Adoption of Agency Codes

The clearest way to provide guidance to agency ALJs and hearing officers on standards of appropriate conduct is through the adoption of codes of conduct specifically for these employees. This may be accomplished on a statewide basis or it may be approached piecemeal agency-by-agency. To date, the Workers' Compensation Board is the only State entity to adopt a code of ethics for its ALJs (the Workers' Compensation Board's code is included in this manual as Appendix D).

Other Laws Restricting Activities of ALJs and Hearing Officers

In addition to agency specific ethics codes, some statutes may also impose restrictions on ALJs. For example, the Workers' Compensation Law restricts ALJs from engaging in any other employment except teaching in an institution of higher learning. [Workers' Compensation Law §150].

Continuing Education and Training

The training of an ALJ is an ongoing process. Supervisors should periodically observe hearings held by ALJs and then meet with them to review and evaluate their conduct of hearings. Supervisors should also hold regularly scheduled conferences to discuss problems, consider recent developments in case law, and review techniques for improvement.

When the agency's hearings are held in more than one location, meetings with staff from regional locations will offer an opportunity for exchanging experiences, problems and case law development.

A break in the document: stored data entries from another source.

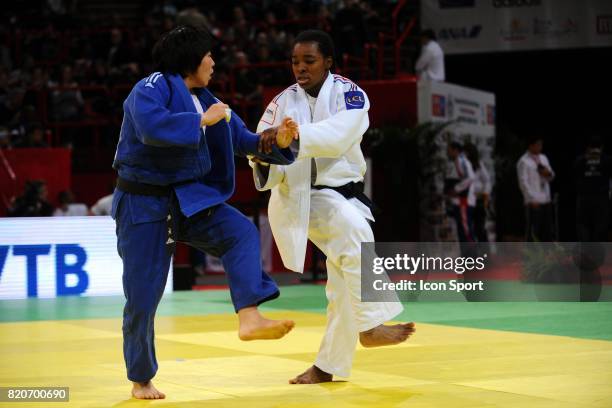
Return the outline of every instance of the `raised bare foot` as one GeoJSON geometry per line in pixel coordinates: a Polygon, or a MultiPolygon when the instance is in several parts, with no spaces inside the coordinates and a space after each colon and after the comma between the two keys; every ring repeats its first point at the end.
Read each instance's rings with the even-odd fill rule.
{"type": "Polygon", "coordinates": [[[280,339],[295,326],[293,320],[270,320],[263,317],[256,307],[246,307],[238,311],[240,340],[280,339]]]}
{"type": "Polygon", "coordinates": [[[166,394],[159,391],[153,386],[151,381],[146,383],[134,382],[132,387],[132,396],[138,399],[164,399],[166,394]]]}
{"type": "Polygon", "coordinates": [[[289,380],[289,384],[318,384],[323,382],[330,382],[333,378],[332,374],[326,373],[319,367],[313,365],[308,370],[295,378],[289,380]]]}
{"type": "Polygon", "coordinates": [[[391,346],[406,341],[415,331],[416,328],[412,322],[393,326],[381,324],[359,333],[359,342],[363,347],[391,346]]]}

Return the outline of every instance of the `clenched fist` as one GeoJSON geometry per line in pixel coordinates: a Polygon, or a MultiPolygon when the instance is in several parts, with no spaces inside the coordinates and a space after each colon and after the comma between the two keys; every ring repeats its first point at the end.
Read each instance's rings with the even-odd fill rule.
{"type": "Polygon", "coordinates": [[[225,118],[225,112],[229,109],[229,106],[222,103],[217,102],[214,105],[210,105],[210,107],[204,112],[202,115],[202,121],[200,122],[201,126],[212,126],[215,123],[219,122],[221,119],[225,118]]]}
{"type": "Polygon", "coordinates": [[[291,141],[299,137],[298,124],[291,118],[285,118],[277,127],[268,128],[259,135],[259,151],[270,153],[276,144],[281,149],[289,147],[291,141]]]}

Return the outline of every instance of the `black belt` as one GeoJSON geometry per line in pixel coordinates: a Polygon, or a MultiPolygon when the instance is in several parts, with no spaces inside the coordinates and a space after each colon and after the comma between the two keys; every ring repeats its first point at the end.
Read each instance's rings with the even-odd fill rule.
{"type": "Polygon", "coordinates": [[[117,179],[117,188],[125,193],[155,197],[168,197],[174,191],[172,186],[138,183],[123,178],[117,179]]]}
{"type": "Polygon", "coordinates": [[[374,214],[380,213],[380,209],[368,198],[363,192],[363,182],[359,183],[350,182],[343,186],[331,187],[331,186],[312,186],[315,190],[324,190],[329,188],[330,190],[337,191],[342,194],[347,200],[350,198],[356,198],[361,201],[366,207],[368,207],[374,214]]]}

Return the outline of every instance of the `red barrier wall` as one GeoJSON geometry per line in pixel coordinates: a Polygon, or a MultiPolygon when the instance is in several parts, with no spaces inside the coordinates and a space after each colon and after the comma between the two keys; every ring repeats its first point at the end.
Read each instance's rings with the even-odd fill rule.
{"type": "MultiPolygon", "coordinates": [[[[4,156],[15,173],[13,181],[4,164],[0,163],[0,191],[6,196],[20,195],[27,180],[45,180],[48,200],[57,205],[57,194],[71,187],[72,150],[66,148],[32,148],[3,150],[4,156]]],[[[5,209],[1,209],[2,215],[5,209]]]]}

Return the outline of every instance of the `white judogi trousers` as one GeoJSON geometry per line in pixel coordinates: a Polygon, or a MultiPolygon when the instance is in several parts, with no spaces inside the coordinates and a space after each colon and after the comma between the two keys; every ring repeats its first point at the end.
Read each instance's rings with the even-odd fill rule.
{"type": "Polygon", "coordinates": [[[312,190],[308,238],[327,256],[327,327],[315,365],[348,377],[359,333],[402,312],[398,302],[361,301],[361,243],[374,242],[356,198],[338,192],[312,190]]]}

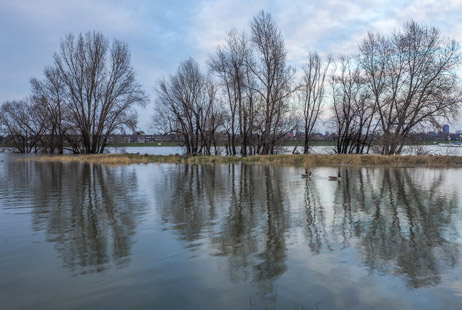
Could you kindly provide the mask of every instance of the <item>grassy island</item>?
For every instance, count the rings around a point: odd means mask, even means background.
[[[129,165],[148,163],[208,164],[208,163],[252,163],[289,164],[297,166],[395,166],[395,167],[462,167],[462,156],[411,156],[411,155],[258,155],[236,156],[186,156],[186,155],[141,155],[141,154],[96,154],[96,155],[42,155],[18,160],[39,162],[86,162],[103,165]]]

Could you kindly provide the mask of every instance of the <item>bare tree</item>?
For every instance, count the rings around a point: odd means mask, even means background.
[[[298,102],[303,110],[303,153],[309,153],[310,137],[321,114],[325,79],[332,59],[321,59],[317,53],[310,52],[308,63],[303,68],[303,80],[298,91]]]
[[[65,85],[59,71],[53,67],[45,68],[45,78],[40,81],[31,79],[32,99],[43,107],[45,117],[49,120],[48,147],[50,153],[57,148],[58,153],[64,152],[66,133],[71,122],[66,118]],[[73,131],[75,132],[75,130]],[[69,141],[68,141],[69,142]]]
[[[44,146],[42,137],[48,119],[39,104],[31,100],[7,101],[0,107],[4,134],[20,153],[37,153]]]
[[[377,127],[375,105],[356,58],[340,57],[332,79],[336,152],[368,152]]]
[[[246,66],[250,57],[249,43],[244,33],[236,30],[228,32],[226,42],[218,46],[216,54],[211,57],[209,66],[218,76],[228,102],[228,143],[230,154],[236,155],[236,133],[241,138],[241,154],[247,154],[251,117],[248,97],[249,82]]]
[[[216,87],[197,62],[190,58],[181,63],[176,74],[158,82],[156,93],[157,127],[180,135],[187,154],[211,154],[222,115]]]
[[[457,113],[460,48],[436,28],[409,22],[390,37],[368,34],[360,50],[383,133],[382,154],[399,154],[416,127]]]
[[[258,104],[258,92],[255,91],[257,87],[257,80],[252,73],[252,70],[248,64],[253,63],[251,56],[247,58],[247,65],[245,66],[245,81],[246,81],[246,92],[243,109],[243,122],[246,126],[243,129],[244,136],[242,141],[242,147],[248,146],[247,149],[244,148],[242,155],[254,155],[258,151],[258,134],[256,133],[256,122],[258,115],[262,113],[261,105]]]
[[[231,30],[225,44],[209,60],[220,88],[210,105],[214,117],[197,113],[203,111],[198,110],[198,102],[212,97],[205,91],[206,83],[191,82],[209,79],[194,61],[181,64],[177,74],[159,82],[155,123],[158,128],[178,133],[188,154],[209,153],[206,137],[216,137],[217,133],[202,136],[205,127],[194,121],[197,117],[218,120],[212,127],[227,135],[226,149],[231,155],[237,153],[239,144],[243,156],[274,153],[278,142],[296,127],[289,104],[295,70],[286,63],[281,33],[271,15],[264,12],[255,16],[251,29],[249,41],[244,33]]]
[[[257,152],[270,154],[276,143],[293,129],[287,126],[291,109],[288,98],[293,93],[295,70],[287,65],[287,51],[273,17],[261,11],[251,22],[251,42],[255,61],[248,66],[255,78],[251,90],[258,95],[262,115],[256,124],[260,131]]]
[[[102,153],[109,135],[134,129],[136,104],[147,97],[135,79],[125,43],[101,34],[68,34],[42,81],[32,79],[33,96],[47,107],[52,133],[77,153]],[[66,127],[63,120],[66,120]]]

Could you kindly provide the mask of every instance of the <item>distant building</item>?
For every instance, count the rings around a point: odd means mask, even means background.
[[[447,134],[447,135],[449,134],[449,125],[448,124],[443,125],[443,133]]]

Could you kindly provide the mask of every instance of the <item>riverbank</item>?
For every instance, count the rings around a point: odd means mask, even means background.
[[[208,163],[253,163],[289,164],[297,166],[398,166],[398,167],[461,167],[461,156],[401,156],[401,155],[258,155],[236,156],[185,156],[185,155],[140,155],[140,154],[95,154],[95,155],[42,155],[24,157],[21,161],[39,162],[86,162],[103,165],[129,165],[148,163],[208,164]]]

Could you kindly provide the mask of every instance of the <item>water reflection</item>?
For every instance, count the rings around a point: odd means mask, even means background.
[[[194,250],[199,245],[194,241],[213,226],[217,199],[225,189],[223,179],[207,165],[178,165],[162,178],[163,186],[155,189],[156,197],[162,199],[160,216],[164,223],[172,223],[180,239]]]
[[[32,206],[33,230],[45,232],[66,268],[83,274],[130,262],[135,218],[143,208],[130,194],[137,188],[134,171],[74,163],[9,168],[15,177],[8,179],[32,199],[26,205]]]
[[[273,296],[287,270],[287,244],[299,225],[310,255],[356,248],[370,272],[400,275],[409,287],[437,285],[459,261],[454,220],[458,200],[444,194],[444,171],[342,169],[342,182],[313,176],[301,180],[300,196],[287,168],[178,166],[160,192],[162,207],[186,247],[210,239],[212,254],[226,257],[232,281],[258,284]],[[329,191],[330,195],[321,195]],[[220,211],[221,210],[221,211]],[[221,212],[221,213],[220,213]],[[303,218],[303,221],[300,219]]]
[[[337,188],[333,235],[359,239],[371,270],[403,275],[410,287],[436,285],[459,259],[457,195],[444,195],[442,171],[346,170]]]
[[[259,201],[256,183],[252,182],[254,169],[233,165],[229,170],[230,203],[212,244],[215,255],[228,257],[231,280],[249,281],[252,280],[251,267],[259,247],[255,217]]]
[[[210,238],[211,254],[228,259],[231,281],[256,283],[262,296],[275,296],[273,282],[287,269],[290,229],[284,170],[192,165],[164,177],[158,196],[171,199],[161,214],[186,247],[195,250]]]
[[[311,179],[306,179],[304,184],[304,213],[306,217],[305,238],[311,253],[320,254],[323,246],[332,250],[327,237],[326,212],[316,182]]]
[[[297,167],[12,161],[0,166],[0,212],[7,220],[27,214],[26,225],[31,219],[64,270],[92,273],[72,277],[82,287],[106,281],[114,288],[95,293],[100,300],[368,308],[422,305],[423,295],[426,302],[445,294],[441,300],[456,303],[461,208],[448,184],[460,185],[448,170],[339,169],[342,181],[330,182],[337,168],[301,179]],[[12,257],[32,249],[18,240]],[[0,271],[7,258],[0,255]],[[0,287],[25,283],[13,272],[5,279]],[[214,297],[200,304],[204,293]]]

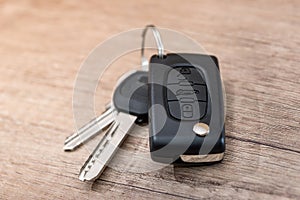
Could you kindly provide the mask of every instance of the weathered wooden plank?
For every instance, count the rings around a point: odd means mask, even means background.
[[[280,0],[0,1],[0,199],[299,199],[299,13],[298,1]],[[72,92],[80,63],[112,34],[147,23],[183,31],[219,57],[225,160],[146,171],[153,164],[145,156],[147,127],[136,127],[113,168],[82,183],[78,171],[97,140],[62,151],[76,127]],[[96,113],[118,75],[138,67],[138,56],[105,72]],[[94,105],[79,107],[84,123]]]

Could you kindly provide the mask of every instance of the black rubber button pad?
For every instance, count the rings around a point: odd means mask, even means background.
[[[200,120],[206,114],[207,87],[194,67],[176,67],[167,77],[169,113],[178,120]]]
[[[178,120],[199,120],[206,113],[206,102],[168,101],[170,115]]]
[[[190,84],[205,84],[200,72],[194,67],[175,67],[169,71],[167,84],[179,84],[182,81],[188,81]]]
[[[207,101],[206,85],[167,85],[168,101],[177,101],[184,97],[193,97],[196,98],[198,101]]]

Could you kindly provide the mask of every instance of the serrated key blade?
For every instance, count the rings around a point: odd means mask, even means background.
[[[136,118],[136,116],[126,113],[118,114],[115,122],[81,168],[79,174],[81,181],[95,180],[101,175],[133,127]]]
[[[65,140],[64,150],[72,151],[76,147],[85,143],[89,139],[96,136],[102,129],[111,124],[116,117],[116,111],[114,107],[110,107],[102,115],[90,121],[85,126],[81,127],[72,136]]]

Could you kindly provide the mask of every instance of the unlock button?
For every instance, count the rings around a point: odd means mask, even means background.
[[[192,118],[193,117],[193,106],[191,104],[182,104],[181,112],[184,118]]]

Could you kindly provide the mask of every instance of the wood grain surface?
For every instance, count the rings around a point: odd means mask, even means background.
[[[300,199],[299,19],[297,0],[0,0],[0,199]],[[128,167],[120,152],[97,181],[80,182],[97,143],[63,151],[78,125],[80,64],[112,35],[149,23],[183,32],[219,58],[225,159],[151,170],[134,157]],[[98,114],[138,60],[133,54],[106,72],[91,105]],[[147,135],[136,126],[122,149],[147,154]]]

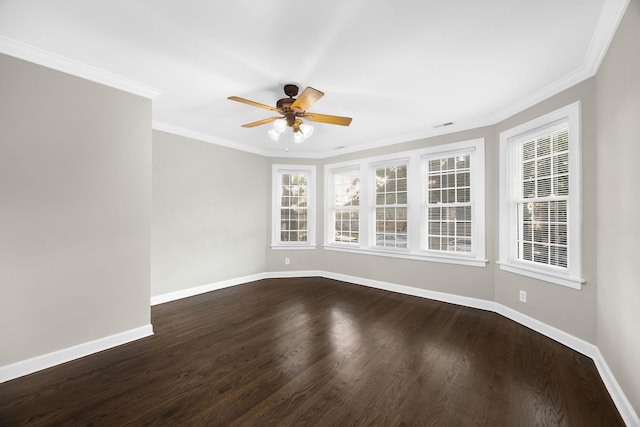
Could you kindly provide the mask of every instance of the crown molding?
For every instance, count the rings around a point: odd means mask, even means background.
[[[584,68],[595,76],[627,11],[629,0],[605,0],[587,50]]]
[[[280,151],[268,151],[262,150],[254,147],[250,147],[248,145],[240,144],[234,141],[230,141],[228,139],[219,138],[213,136],[208,133],[195,131],[192,129],[172,125],[171,123],[161,122],[158,120],[153,120],[151,123],[151,127],[154,130],[167,132],[178,136],[184,136],[185,138],[194,139],[197,141],[208,142],[215,145],[220,145],[227,148],[232,148],[234,150],[245,151],[247,153],[258,154],[264,157],[287,157],[287,158],[304,158],[304,159],[320,159],[322,156],[317,153],[291,153],[291,152],[280,152]]]
[[[628,5],[629,0],[604,1],[587,54],[579,68],[481,121],[487,125],[494,125],[595,76]]]
[[[144,98],[154,99],[160,94],[159,89],[8,37],[0,36],[0,53]]]
[[[259,154],[261,156],[269,156],[271,153],[265,150],[260,150],[248,145],[239,144],[237,142],[229,141],[227,139],[218,138],[204,132],[198,132],[192,129],[183,128],[180,126],[172,125],[171,123],[161,122],[153,120],[151,122],[151,128],[153,130],[167,132],[178,136],[184,136],[185,138],[195,139],[201,142],[208,142],[210,144],[220,145],[222,147],[233,148],[239,151],[246,151],[247,153]]]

Although New York mandatory continuing legal education requirements currently exempt ALJs, [22 NYCRR §1500.5(b)(1)(note that this requirement is currently under review and it appears likely that it will be changed so as to require ALJs to meet MCLE requirements)], continuing education and training is vital for keeping current with legal developments and ensuring quality in decision making. ALJs should consider participating actively in workshops and training sessions provided by the New York State Governor's Office of Employee Relations and the New York State Public Employees Federation, AFL-CIO, through the Professional Development Program of the Nelson A. Rockefeller College of Public Affairs and Policy and other professional educational programs.

Additionally, ALJs may wish to become active in various programs offered by law schools and local, state and national bar associations and other organizations that promote professional education in administrative law.